Last night I was in Baltimore hanging out with some peeps for additional birthday celebrations. As a reminder, you still have plenty of time to send me a gift certificate or cash money as my birthday isn’t until Tuesday. But I digress. So I was in Baltimore getting my drink on with my friends. It was supposed to be a special night, and it kind of was. But not special like I got to touch someone’s wiener while I was sober special. It was more like that guy was lucky he left when he did or Jewcy Bits would have punched him in the face special.
That’s right, kids, there was almost a fight. Starring Jewcy Bits and the Master Overlord of Douche Bags.
My girlfriend invited the asshole she’d been seeing on and off for the last 6 months. We already didn’t like him since he basically dumped her on her birthday and then got back together with her a few days later. His idea of making up with her and apologizing involved a drunk phone call at 3:30 am on a Monday where he drunkenly told her he had acted like a jack ass and wanted to come over to “talk” to her. Kids, this is a perfect example of what I like to call a “booty call.”

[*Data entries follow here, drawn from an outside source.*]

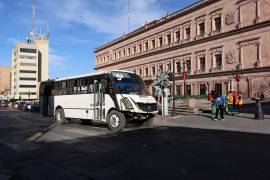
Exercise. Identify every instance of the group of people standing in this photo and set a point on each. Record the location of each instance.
(226, 104)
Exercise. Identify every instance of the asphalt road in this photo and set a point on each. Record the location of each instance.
(33, 147)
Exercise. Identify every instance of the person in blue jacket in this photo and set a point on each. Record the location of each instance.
(220, 103)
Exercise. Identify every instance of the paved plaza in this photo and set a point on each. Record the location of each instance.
(182, 147)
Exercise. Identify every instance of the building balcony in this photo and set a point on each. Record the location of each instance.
(200, 36)
(217, 31)
(200, 71)
(217, 69)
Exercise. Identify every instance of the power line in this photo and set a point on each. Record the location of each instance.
(128, 16)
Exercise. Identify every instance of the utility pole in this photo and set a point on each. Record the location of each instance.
(34, 16)
(128, 16)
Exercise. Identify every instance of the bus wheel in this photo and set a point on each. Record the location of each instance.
(116, 121)
(60, 115)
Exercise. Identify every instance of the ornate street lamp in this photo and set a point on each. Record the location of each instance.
(184, 77)
(230, 81)
(237, 76)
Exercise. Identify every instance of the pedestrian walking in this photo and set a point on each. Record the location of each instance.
(230, 102)
(220, 102)
(239, 102)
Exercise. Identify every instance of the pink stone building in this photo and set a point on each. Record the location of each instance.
(211, 40)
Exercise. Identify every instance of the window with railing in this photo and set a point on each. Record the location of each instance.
(169, 67)
(146, 46)
(140, 48)
(202, 63)
(153, 70)
(201, 29)
(177, 36)
(140, 71)
(188, 64)
(169, 39)
(146, 71)
(217, 22)
(134, 50)
(218, 58)
(187, 33)
(178, 67)
(153, 44)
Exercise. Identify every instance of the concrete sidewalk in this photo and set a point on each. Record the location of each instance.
(244, 123)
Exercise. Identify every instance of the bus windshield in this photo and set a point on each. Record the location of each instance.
(128, 83)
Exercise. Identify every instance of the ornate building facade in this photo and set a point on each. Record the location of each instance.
(212, 40)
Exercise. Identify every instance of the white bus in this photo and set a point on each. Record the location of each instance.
(112, 97)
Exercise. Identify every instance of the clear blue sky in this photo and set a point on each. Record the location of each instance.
(76, 27)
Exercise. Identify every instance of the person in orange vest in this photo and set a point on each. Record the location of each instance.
(231, 102)
(239, 102)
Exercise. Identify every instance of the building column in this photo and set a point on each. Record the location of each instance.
(239, 25)
(213, 61)
(198, 67)
(258, 55)
(257, 20)
(182, 32)
(240, 57)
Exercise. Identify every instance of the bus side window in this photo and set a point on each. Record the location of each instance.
(63, 88)
(90, 88)
(55, 88)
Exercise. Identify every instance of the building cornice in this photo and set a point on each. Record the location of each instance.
(191, 43)
(157, 23)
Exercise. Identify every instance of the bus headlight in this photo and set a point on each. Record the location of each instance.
(127, 103)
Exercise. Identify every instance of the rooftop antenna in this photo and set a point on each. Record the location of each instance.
(34, 17)
(128, 16)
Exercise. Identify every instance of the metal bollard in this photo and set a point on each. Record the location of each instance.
(259, 112)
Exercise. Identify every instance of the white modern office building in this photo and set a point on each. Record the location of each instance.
(29, 68)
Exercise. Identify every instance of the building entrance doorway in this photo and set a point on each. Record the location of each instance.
(202, 89)
(218, 88)
(188, 90)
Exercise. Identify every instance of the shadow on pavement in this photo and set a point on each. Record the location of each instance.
(153, 154)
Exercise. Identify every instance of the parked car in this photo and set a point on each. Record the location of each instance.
(16, 104)
(21, 105)
(27, 106)
(35, 107)
(4, 103)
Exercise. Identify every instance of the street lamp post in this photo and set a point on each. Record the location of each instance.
(230, 81)
(184, 76)
(237, 76)
(173, 94)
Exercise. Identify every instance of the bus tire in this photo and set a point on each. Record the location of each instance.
(116, 121)
(60, 116)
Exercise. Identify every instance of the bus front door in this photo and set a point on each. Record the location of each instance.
(98, 102)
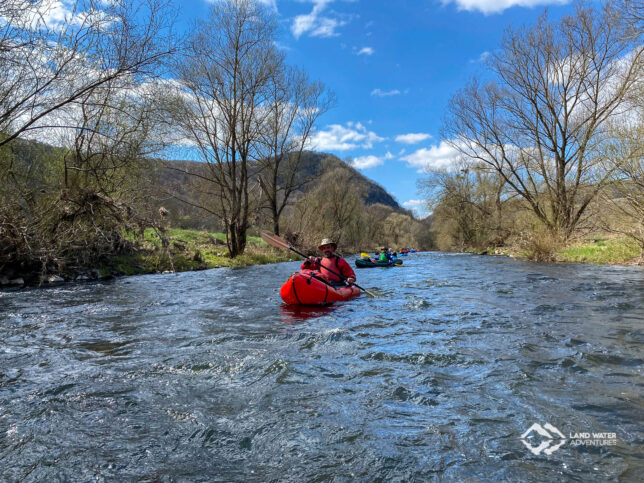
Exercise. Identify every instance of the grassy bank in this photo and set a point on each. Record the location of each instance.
(190, 250)
(602, 251)
(593, 249)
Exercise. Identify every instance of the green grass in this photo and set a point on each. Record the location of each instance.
(601, 251)
(189, 250)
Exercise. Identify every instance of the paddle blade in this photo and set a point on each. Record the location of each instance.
(274, 240)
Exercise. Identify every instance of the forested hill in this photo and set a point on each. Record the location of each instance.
(313, 166)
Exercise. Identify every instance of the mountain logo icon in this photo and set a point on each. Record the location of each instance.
(546, 446)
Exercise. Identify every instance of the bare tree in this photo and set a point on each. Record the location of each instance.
(625, 194)
(48, 63)
(294, 106)
(225, 76)
(541, 125)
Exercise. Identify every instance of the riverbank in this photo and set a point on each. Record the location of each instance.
(185, 250)
(592, 249)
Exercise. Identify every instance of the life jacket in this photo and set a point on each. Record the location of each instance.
(332, 264)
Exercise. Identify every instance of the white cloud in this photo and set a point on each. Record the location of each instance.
(365, 162)
(412, 138)
(414, 203)
(365, 51)
(381, 93)
(441, 156)
(337, 137)
(315, 24)
(269, 3)
(496, 6)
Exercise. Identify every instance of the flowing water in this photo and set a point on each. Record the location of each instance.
(205, 376)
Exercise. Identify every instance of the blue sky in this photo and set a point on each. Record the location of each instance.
(393, 65)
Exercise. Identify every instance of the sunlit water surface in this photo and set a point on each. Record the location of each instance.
(206, 376)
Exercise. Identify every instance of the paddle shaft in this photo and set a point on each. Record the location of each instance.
(328, 269)
(275, 240)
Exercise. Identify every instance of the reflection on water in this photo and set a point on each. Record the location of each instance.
(292, 314)
(207, 376)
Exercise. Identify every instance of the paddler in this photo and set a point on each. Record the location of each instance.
(331, 263)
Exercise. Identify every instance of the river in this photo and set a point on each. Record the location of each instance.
(205, 376)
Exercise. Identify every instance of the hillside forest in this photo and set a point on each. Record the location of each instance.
(116, 134)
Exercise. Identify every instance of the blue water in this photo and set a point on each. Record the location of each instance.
(206, 376)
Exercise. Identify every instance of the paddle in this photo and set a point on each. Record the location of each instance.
(279, 242)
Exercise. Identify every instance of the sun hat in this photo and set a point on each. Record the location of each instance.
(327, 241)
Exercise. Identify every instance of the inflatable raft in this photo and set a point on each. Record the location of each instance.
(363, 263)
(308, 287)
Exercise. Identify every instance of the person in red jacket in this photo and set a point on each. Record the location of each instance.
(329, 262)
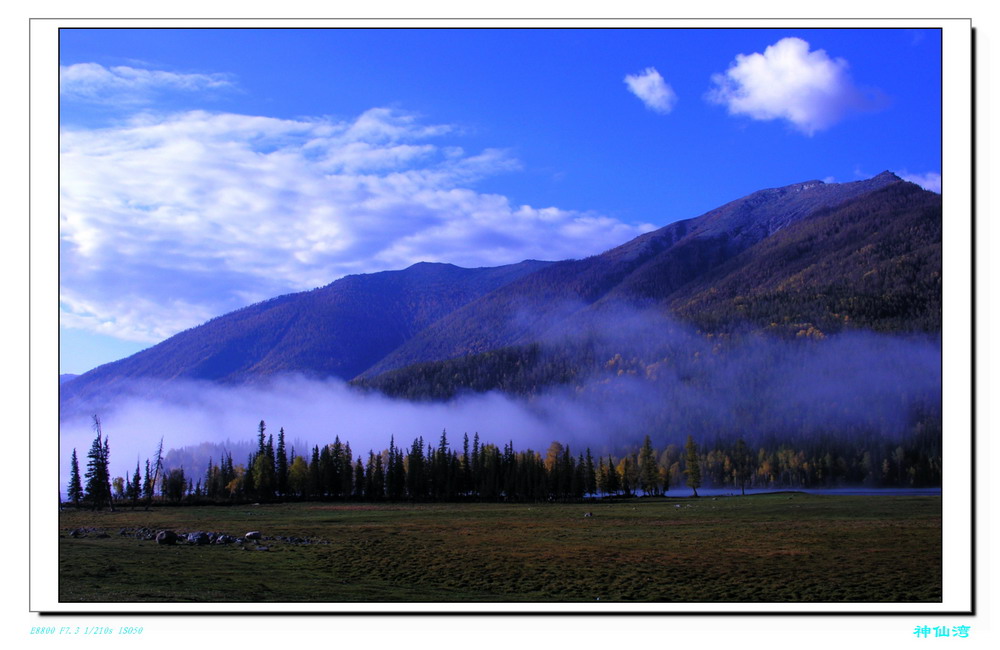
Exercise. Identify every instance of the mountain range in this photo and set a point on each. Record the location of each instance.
(806, 260)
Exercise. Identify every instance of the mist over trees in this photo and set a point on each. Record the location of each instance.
(477, 470)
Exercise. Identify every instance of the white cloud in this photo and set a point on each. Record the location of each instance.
(167, 221)
(929, 180)
(807, 88)
(654, 92)
(92, 82)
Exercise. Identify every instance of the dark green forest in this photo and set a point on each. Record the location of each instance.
(474, 470)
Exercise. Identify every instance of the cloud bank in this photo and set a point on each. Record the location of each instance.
(764, 390)
(788, 81)
(654, 92)
(169, 220)
(96, 84)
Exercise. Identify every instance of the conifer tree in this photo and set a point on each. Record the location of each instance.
(281, 470)
(649, 472)
(75, 490)
(693, 468)
(136, 486)
(98, 488)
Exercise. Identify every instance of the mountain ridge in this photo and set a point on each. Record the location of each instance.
(364, 325)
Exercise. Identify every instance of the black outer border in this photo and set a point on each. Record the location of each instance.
(973, 186)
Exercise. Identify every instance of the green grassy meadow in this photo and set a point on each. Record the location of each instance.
(766, 548)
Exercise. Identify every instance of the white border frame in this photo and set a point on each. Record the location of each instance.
(957, 326)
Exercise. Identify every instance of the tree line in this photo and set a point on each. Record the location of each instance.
(475, 470)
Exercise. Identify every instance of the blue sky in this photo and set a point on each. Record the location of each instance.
(203, 170)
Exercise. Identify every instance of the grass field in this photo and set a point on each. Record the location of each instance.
(765, 548)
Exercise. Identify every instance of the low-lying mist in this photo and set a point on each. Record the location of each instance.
(653, 377)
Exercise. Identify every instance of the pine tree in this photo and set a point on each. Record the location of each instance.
(693, 468)
(649, 472)
(75, 490)
(98, 488)
(282, 464)
(136, 486)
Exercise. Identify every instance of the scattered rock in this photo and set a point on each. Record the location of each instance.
(199, 538)
(167, 537)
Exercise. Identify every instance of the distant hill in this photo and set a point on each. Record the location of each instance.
(335, 331)
(808, 259)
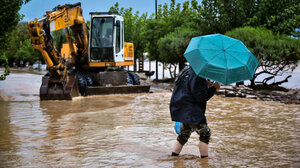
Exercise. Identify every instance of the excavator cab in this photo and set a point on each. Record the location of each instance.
(106, 38)
(83, 66)
(106, 45)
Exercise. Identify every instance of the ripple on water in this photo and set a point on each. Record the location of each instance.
(136, 131)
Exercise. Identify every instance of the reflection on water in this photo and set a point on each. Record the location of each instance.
(135, 130)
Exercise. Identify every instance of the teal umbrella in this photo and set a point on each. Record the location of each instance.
(221, 58)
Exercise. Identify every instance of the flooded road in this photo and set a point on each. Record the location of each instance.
(135, 130)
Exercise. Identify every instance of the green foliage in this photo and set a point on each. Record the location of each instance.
(172, 46)
(280, 16)
(4, 61)
(9, 18)
(277, 53)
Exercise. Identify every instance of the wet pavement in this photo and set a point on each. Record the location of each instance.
(135, 130)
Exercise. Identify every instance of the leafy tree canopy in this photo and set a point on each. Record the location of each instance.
(277, 53)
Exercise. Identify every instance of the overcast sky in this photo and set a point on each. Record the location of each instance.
(37, 8)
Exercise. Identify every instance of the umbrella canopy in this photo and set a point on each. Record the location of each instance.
(221, 58)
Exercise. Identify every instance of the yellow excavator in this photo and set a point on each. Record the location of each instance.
(91, 62)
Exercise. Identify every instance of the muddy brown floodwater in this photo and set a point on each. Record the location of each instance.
(135, 130)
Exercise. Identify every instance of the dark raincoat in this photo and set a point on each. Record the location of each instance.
(188, 101)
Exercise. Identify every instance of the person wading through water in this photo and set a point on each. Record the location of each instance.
(188, 105)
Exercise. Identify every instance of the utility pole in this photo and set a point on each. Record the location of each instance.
(156, 62)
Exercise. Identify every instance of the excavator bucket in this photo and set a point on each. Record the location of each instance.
(59, 91)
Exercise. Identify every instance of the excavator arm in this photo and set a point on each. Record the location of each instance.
(59, 84)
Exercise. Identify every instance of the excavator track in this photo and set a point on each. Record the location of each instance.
(59, 91)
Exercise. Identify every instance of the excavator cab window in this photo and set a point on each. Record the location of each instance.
(101, 49)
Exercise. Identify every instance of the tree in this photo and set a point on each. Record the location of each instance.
(280, 16)
(172, 46)
(277, 53)
(8, 20)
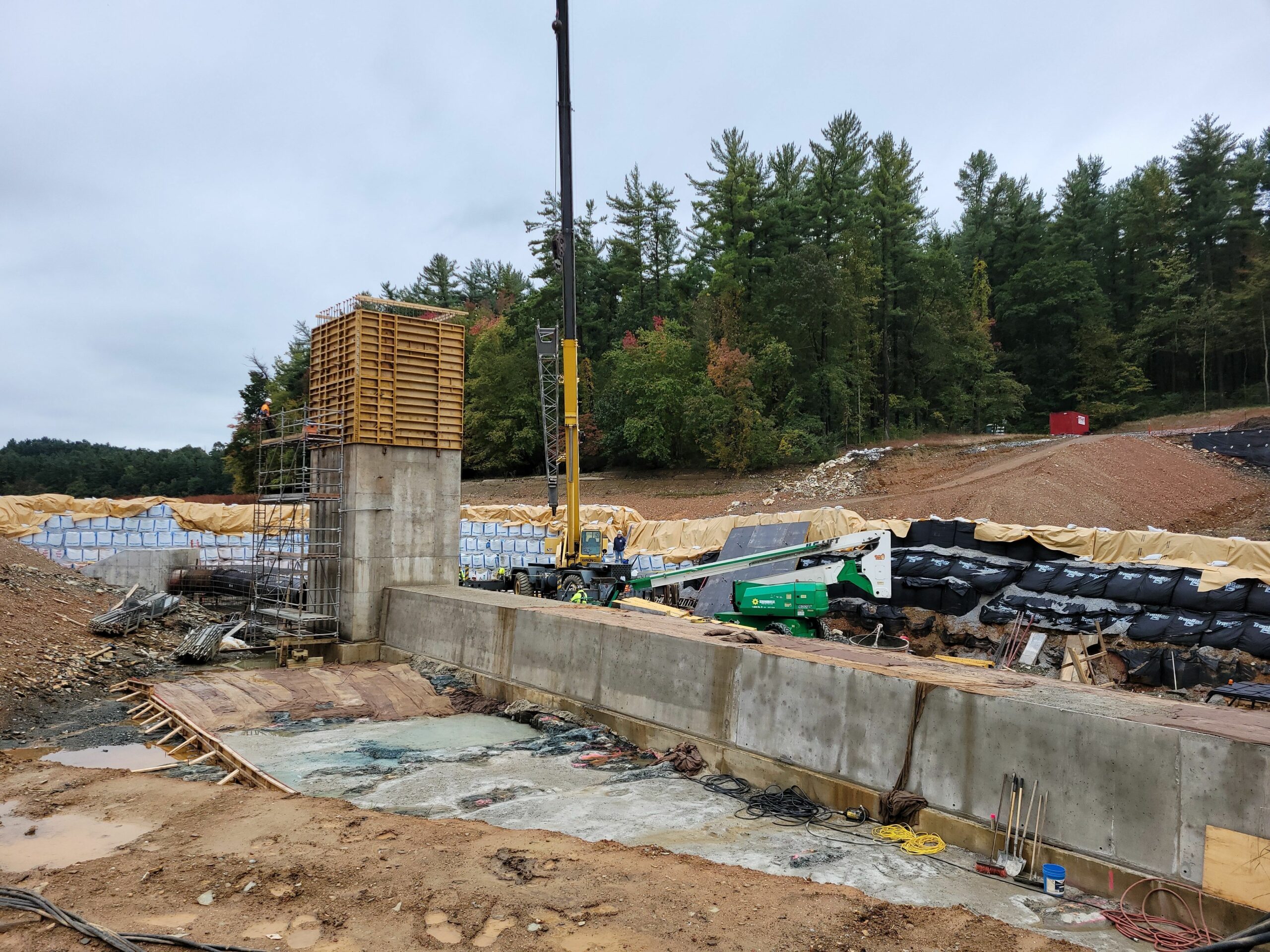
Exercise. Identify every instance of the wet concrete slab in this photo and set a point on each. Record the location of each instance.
(120, 757)
(478, 774)
(59, 841)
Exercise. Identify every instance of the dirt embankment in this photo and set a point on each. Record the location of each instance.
(48, 656)
(1122, 481)
(320, 875)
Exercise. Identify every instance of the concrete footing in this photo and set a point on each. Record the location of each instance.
(1133, 781)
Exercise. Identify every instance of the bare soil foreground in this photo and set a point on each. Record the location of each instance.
(313, 874)
(1118, 480)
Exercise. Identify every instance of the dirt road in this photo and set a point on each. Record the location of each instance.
(313, 874)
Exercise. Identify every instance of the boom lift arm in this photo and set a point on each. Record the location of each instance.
(797, 601)
(572, 538)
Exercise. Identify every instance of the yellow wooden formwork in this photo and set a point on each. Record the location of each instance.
(398, 377)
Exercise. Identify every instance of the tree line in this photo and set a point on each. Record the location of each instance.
(815, 302)
(83, 469)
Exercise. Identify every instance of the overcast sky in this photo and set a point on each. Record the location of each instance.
(181, 182)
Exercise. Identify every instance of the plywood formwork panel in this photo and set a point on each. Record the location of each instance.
(399, 379)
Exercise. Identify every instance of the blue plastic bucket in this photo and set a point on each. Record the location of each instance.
(1056, 879)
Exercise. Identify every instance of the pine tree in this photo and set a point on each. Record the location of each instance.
(974, 184)
(633, 229)
(724, 212)
(897, 214)
(1082, 230)
(440, 281)
(663, 246)
(837, 182)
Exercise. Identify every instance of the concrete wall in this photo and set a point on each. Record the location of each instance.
(400, 527)
(1131, 781)
(148, 568)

Like a typical chick, we’ve all been there, she took him back. And she believed he had changed. I can’t blame her, I too am a chick and have fallen for such behavior myself. So he came out for my birthday where he proceeded to be a total ass the whole time. Examples of his shitty behavior include:
- Berating her in front of her friends
- Ogling other chicks in front of her
- Calling us all lame
- Kicking my friends to get their attention
- Spilling drinks all over the place
- Rubbing another girl’s bare legs (repeatedly)
- Slapping Jewcy Bits’ boyfriends gut
It was that last one that just about sent Jewcy Bits over the edge. And with good reason. I have to say, I would have paid good money to watch Jewcy punch him in his mouth. He totally deserved it. He really did. I think I might dream of seeing his drunk ass laid out on the floor and watching Jewcy kick his fat gut all over the floor.